There are also about 20,000 verified pet sitters available, however, Soulopoulos stresses only about 20% of those that apply are approved.
“We take them through a very strict vetting process, which is very important to us,” he says.
Communication is still at the heart of Mad Paws, Soulopoulos says. But the technology has improved, too.
“We now have amazing search filter functionalities,” he says
Pet owners are required to disclose the size of the pet, but there are also optional filters allowing them to outline whether or not their dog likes kids, what size of garden they require, and other preferences.
These aren’t all mandatory points, but they matter to people, and so Mad Paws encourages owners to fill in as many as possible, “so that we can really connect them with the very best pet-sitters”.
Equally, the startup hasn’t completely abandoned its direct-contact approach, Soulopoulos says.
“If people have difficulties … our team will still jump on the phone and help them out.”
And for trickier bookings — which are incidentally usually higher-value bookings — customers will be given an account manager to help them find the right sitter for their pet.
Of course, a face-to-face meet-and-greet between owners, sitters and the pets themselves is also an important step in the process.
“It’s expectation setting, but also, does the dog get along with the sitter?

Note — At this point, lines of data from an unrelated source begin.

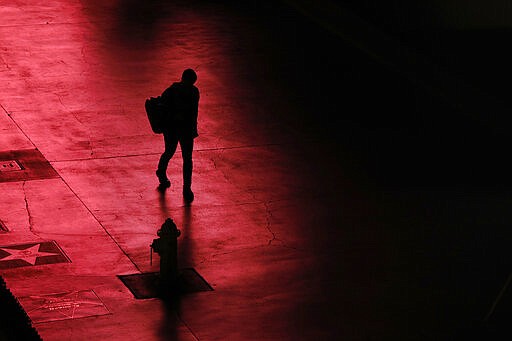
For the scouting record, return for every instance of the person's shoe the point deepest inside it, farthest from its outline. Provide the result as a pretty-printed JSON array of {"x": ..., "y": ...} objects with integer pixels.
[
  {"x": 164, "y": 185},
  {"x": 188, "y": 195}
]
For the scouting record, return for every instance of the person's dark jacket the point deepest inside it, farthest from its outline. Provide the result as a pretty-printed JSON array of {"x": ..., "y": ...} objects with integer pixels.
[{"x": 182, "y": 101}]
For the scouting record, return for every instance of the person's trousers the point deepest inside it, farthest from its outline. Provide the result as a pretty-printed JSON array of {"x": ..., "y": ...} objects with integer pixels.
[{"x": 171, "y": 143}]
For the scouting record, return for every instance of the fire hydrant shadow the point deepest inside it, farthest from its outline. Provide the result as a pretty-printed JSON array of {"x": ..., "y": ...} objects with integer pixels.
[{"x": 174, "y": 281}]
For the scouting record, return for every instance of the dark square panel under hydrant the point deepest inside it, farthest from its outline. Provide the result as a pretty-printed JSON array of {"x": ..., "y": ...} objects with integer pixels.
[{"x": 147, "y": 285}]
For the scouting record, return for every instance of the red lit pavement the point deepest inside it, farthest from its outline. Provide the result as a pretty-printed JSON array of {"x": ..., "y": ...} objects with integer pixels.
[{"x": 285, "y": 226}]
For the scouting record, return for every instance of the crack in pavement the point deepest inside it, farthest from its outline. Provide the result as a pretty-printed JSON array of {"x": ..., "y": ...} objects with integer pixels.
[{"x": 29, "y": 215}]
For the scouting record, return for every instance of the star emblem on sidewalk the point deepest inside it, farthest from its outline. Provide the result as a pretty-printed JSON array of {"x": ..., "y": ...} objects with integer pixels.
[{"x": 29, "y": 254}]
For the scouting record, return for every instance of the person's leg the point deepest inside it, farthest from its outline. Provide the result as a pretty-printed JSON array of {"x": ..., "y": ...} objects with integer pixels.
[
  {"x": 171, "y": 142},
  {"x": 187, "y": 146}
]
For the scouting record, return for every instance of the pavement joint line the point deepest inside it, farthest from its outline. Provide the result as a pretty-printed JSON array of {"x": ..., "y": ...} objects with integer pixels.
[
  {"x": 159, "y": 153},
  {"x": 29, "y": 215}
]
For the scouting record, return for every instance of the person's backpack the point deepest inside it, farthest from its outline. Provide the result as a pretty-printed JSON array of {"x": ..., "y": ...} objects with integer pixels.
[{"x": 156, "y": 113}]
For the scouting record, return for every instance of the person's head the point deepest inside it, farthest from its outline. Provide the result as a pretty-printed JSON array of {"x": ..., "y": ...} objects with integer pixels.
[{"x": 189, "y": 76}]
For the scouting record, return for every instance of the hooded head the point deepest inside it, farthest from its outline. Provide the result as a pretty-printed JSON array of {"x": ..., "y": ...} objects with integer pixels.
[{"x": 189, "y": 76}]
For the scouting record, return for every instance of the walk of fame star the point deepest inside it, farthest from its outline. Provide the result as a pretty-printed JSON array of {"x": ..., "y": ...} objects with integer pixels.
[{"x": 29, "y": 255}]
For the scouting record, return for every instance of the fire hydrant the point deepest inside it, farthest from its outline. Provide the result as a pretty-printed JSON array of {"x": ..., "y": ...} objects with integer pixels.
[{"x": 167, "y": 248}]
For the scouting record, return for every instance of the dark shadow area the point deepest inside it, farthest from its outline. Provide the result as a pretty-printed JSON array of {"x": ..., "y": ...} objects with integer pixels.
[{"x": 15, "y": 324}]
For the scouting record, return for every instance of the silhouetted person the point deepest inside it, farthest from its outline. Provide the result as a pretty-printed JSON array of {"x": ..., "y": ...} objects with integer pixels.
[{"x": 181, "y": 100}]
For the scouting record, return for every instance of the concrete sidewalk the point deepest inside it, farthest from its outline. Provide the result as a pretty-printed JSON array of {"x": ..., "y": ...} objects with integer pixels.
[{"x": 289, "y": 227}]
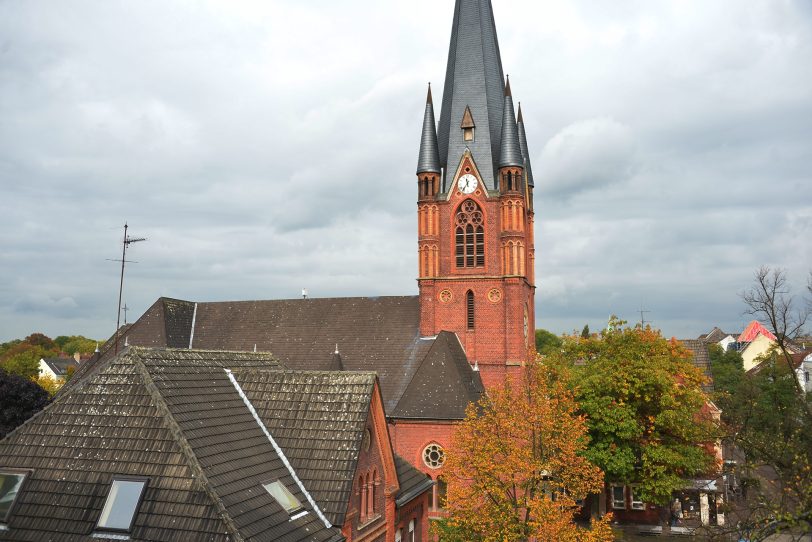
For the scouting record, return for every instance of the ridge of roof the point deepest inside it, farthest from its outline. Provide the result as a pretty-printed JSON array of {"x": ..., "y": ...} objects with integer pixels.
[{"x": 474, "y": 79}]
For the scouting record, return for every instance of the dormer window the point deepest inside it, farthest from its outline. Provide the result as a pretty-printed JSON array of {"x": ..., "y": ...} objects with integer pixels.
[
  {"x": 121, "y": 506},
  {"x": 283, "y": 496},
  {"x": 10, "y": 484}
]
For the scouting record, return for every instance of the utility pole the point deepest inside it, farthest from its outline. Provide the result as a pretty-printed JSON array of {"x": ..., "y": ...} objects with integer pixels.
[{"x": 125, "y": 243}]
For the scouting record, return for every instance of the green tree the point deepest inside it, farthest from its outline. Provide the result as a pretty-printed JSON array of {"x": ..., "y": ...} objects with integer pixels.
[
  {"x": 727, "y": 369},
  {"x": 769, "y": 417},
  {"x": 546, "y": 341},
  {"x": 20, "y": 398},
  {"x": 75, "y": 344},
  {"x": 645, "y": 408},
  {"x": 516, "y": 466},
  {"x": 23, "y": 359}
]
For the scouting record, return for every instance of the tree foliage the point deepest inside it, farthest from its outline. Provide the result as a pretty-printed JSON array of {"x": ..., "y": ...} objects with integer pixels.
[
  {"x": 645, "y": 408},
  {"x": 516, "y": 466},
  {"x": 75, "y": 344},
  {"x": 20, "y": 398},
  {"x": 546, "y": 341},
  {"x": 727, "y": 369}
]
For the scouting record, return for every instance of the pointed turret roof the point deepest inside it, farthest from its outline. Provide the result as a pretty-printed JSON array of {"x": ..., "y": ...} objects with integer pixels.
[
  {"x": 473, "y": 79},
  {"x": 429, "y": 158},
  {"x": 528, "y": 170},
  {"x": 510, "y": 152}
]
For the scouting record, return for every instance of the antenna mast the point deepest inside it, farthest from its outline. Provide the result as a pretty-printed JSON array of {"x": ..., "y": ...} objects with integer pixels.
[{"x": 124, "y": 244}]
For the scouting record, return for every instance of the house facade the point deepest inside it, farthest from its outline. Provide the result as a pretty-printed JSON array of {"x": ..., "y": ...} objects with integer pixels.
[
  {"x": 175, "y": 445},
  {"x": 472, "y": 322}
]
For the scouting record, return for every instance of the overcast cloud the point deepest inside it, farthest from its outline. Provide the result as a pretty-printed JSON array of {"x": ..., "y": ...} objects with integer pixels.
[{"x": 267, "y": 146}]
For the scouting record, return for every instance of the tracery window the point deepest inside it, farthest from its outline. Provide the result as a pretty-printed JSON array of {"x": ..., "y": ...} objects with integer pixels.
[{"x": 470, "y": 235}]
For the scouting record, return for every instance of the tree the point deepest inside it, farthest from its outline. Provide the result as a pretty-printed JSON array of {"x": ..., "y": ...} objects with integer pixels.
[
  {"x": 516, "y": 466},
  {"x": 546, "y": 341},
  {"x": 645, "y": 408},
  {"x": 727, "y": 369},
  {"x": 20, "y": 398},
  {"x": 75, "y": 344},
  {"x": 769, "y": 418},
  {"x": 23, "y": 359}
]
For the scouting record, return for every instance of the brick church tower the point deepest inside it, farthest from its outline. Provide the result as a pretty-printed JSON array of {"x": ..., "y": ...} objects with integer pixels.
[{"x": 475, "y": 205}]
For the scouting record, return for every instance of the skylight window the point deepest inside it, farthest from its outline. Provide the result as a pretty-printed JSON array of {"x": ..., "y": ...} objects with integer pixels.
[
  {"x": 10, "y": 483},
  {"x": 121, "y": 505},
  {"x": 285, "y": 498}
]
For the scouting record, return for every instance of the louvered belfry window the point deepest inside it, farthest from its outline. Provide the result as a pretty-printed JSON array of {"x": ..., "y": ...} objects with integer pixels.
[
  {"x": 469, "y": 306},
  {"x": 470, "y": 235}
]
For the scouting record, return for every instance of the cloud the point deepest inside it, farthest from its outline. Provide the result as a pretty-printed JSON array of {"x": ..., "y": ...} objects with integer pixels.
[{"x": 587, "y": 155}]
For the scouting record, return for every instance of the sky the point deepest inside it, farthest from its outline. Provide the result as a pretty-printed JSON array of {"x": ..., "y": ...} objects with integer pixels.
[{"x": 267, "y": 146}]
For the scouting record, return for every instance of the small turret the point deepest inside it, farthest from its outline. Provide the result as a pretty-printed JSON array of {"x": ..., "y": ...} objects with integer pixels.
[
  {"x": 528, "y": 170},
  {"x": 428, "y": 160}
]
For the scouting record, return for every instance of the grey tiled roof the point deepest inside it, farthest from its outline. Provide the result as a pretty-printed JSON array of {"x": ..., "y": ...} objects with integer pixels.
[
  {"x": 528, "y": 169},
  {"x": 318, "y": 418},
  {"x": 380, "y": 334},
  {"x": 428, "y": 160},
  {"x": 700, "y": 359},
  {"x": 443, "y": 385},
  {"x": 171, "y": 416},
  {"x": 510, "y": 152},
  {"x": 60, "y": 365},
  {"x": 474, "y": 78},
  {"x": 412, "y": 482}
]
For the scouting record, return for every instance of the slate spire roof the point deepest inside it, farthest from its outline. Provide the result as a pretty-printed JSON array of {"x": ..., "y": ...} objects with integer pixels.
[
  {"x": 510, "y": 152},
  {"x": 428, "y": 161},
  {"x": 474, "y": 79},
  {"x": 528, "y": 170}
]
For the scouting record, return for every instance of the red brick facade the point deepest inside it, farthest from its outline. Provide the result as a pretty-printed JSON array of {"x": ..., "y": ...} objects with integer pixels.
[{"x": 495, "y": 322}]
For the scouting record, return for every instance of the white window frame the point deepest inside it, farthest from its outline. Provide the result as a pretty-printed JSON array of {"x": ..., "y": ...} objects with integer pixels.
[{"x": 614, "y": 501}]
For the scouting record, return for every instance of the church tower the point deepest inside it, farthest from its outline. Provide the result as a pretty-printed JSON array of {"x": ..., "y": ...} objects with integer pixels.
[{"x": 475, "y": 205}]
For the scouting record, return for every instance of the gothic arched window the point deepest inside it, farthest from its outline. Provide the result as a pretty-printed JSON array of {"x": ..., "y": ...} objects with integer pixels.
[
  {"x": 470, "y": 235},
  {"x": 469, "y": 306}
]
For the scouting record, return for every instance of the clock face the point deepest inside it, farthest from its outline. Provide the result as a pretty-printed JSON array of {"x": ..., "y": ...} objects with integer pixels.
[{"x": 467, "y": 183}]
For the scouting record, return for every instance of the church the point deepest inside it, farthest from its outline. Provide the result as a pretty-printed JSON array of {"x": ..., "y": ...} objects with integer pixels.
[{"x": 472, "y": 322}]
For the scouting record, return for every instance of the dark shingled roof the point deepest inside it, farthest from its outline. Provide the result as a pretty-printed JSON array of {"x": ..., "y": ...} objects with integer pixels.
[
  {"x": 374, "y": 334},
  {"x": 428, "y": 160},
  {"x": 169, "y": 415},
  {"x": 474, "y": 79},
  {"x": 443, "y": 385},
  {"x": 318, "y": 418},
  {"x": 412, "y": 482},
  {"x": 510, "y": 151},
  {"x": 700, "y": 359}
]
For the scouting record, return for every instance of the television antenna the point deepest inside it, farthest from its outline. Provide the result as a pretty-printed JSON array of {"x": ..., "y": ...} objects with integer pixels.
[{"x": 127, "y": 241}]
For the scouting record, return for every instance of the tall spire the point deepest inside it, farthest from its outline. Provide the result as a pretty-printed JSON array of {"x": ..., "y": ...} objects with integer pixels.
[
  {"x": 473, "y": 79},
  {"x": 510, "y": 152},
  {"x": 429, "y": 158},
  {"x": 528, "y": 171}
]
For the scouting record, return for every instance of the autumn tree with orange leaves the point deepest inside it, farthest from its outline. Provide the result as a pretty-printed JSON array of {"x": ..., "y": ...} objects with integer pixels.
[{"x": 516, "y": 466}]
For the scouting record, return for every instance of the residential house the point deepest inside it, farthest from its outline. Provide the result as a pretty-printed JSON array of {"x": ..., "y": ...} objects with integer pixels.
[{"x": 163, "y": 444}]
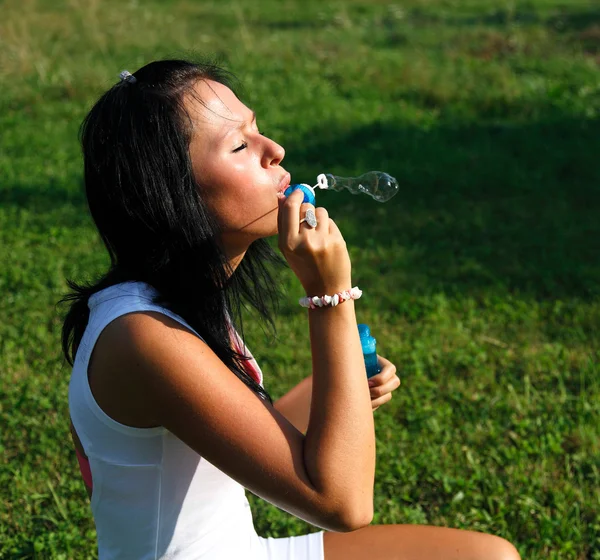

If the sitter has dogs of their own, do they get along?”
“That’s very, very important,” Soulopoulos adds.
Part of the family
If anyone is surprised by the success of Mad Paws, it’s Soulopoulos.
First of all, he notes he was “extremely inexperienced at the time”, as a founder and in business in general.
“I didn’t think a business like this would pull off under my reign,” he says
However, he also didn’t quite anticipate the boom in demand for pet products and services.
“Four-and-a-half years later, a lot of venture capital is going into the pet-tech world, globally,” he explains.
In 2014, San Francisco pet camera startup Petcube raised $10 million from investors including Y Combinator. According to Crunchbase, doggy treat and toy subscription service Barkbox has raised a total of $81.7 million since it was founded in 2011.
Of course, Mad Paws itself has raised $6.1 million.
“Those dynamics certainly very positively evolved,” Soulopoulos says.
And startups Down Under can see the same success as their US peers. Australia has a high percentage of pet ownership per capita, but also, according to Soulopoulos, “one of the highest pet spends per capita”.
It’s a well-off nation, and growth is also being fuelled by the two major trends among pet owners: the premiumisation of pet products, and the humanisation of pets.
“People identify not as pet owners but as pet parents,” Soulopoulos explains.
“The fur baby is part of the family.”
Understand your customers
For other founders looking to cash in on the fur baby boom, Soulopoulos has some advice — but it’s not necessarily pet-specific.
“It’s always the same in startupland,” he says. “Understand your customers.”
In the pet space, this is even more pertinent.
“Empathise with them,” Soulopoulos advises.
“Really get a deep understanding of the love they have for their pets.”
Finally, he advises startups to get pet owners, and the pets themselves, involved in the conversation, as Mad Paws did in its earliest days.
“People love their dogs,” he explains.
“Get them to contribute about their dogs. They love it, we love it, our team loves it, and it’s a phenomenal brand-building exercise as well.”